Lembro-me de que minha bisavó morreu com o sonho de ter sido dentista, de que minha avó conseguiu camuflar e calar seu sonho de cursar arquitetura no curso de pedagogia, o que também nunca lhe foi permitido exercer. Lembro-me de como até mesmo minha mãe abandonou sua vida e sua profissão para cuidar dos filhos- o que não teria nada de errado se não trouxe, especialmente hoje, em época de pandemia e de ninho vazio, tanto sofrimento. Lembro-me de como minha outra avó foi crucificada por ser professora e por ter se dedicado tantas horas dos seus dias para o trabalho, para o mestrado, em detrimento de suas pobres e abandonadas filhas.
Lembro-me de como, independentemente do que ocorre, como é fácil achar dedos que apontam, rotulam, julgam, condenando-nos com mesma facilidade como nós mesmas, tantas vezes, o fazemos.
Amanhecendo um novo dia, levanto-me às pressas. Se não eu, quem cuidará de mim? Se não eu, quem fará no meu lugar? Se não eu, quem irá permitir? Se não hoje, quando?
Suspiro aliviada sabendo de que sou dona do meu corpo, da minha vida, da minha profissão e da minha maternagem. De que não sou e tão pouco quero ser uma máquina, ou um reboque eficiente. De que não dou, e nem devo dar conta, de tudo, sozinha. Suspiro fundo, dado como certo de que se quero ensinar meus filhos o que é viver preciso me ser. Fica claro que para não condená-los a passar uma vida sobrevivendo é preciso conhecer o que é amor, respeito, empatia, e até mesmo ódio, frustração, erro, fracasso e reparação.
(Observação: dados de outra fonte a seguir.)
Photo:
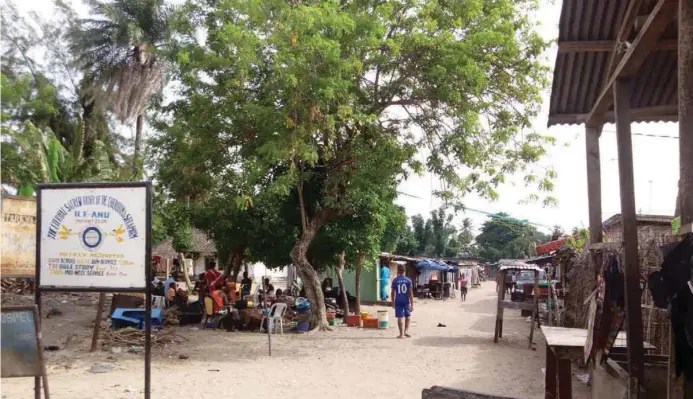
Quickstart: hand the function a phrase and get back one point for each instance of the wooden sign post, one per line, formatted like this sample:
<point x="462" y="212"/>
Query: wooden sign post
<point x="22" y="352"/>
<point x="96" y="237"/>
Apenas nos permitindo experienciar a vida -ao invés de nos defender ou nos esconder dela, poderemos, enfim, viver.
“Se eu não for por mim, quem será? Mas se eu for só por mim, o que sou eu? E se não agora, quando?”
Me acompanha, juntos,
na arte do cuidar.
Dra. Ana Fonseca
CRM-SP 163450
Seu texto é profundo, bem escrito e reflete com precisão o mundo da mulher desde sempre.
Apesar de ser uma triste constatação é um privilégio podermos arcar com todas essas responsabilidades e concluirmos que por essa razão vale a pena viver. Parabéns!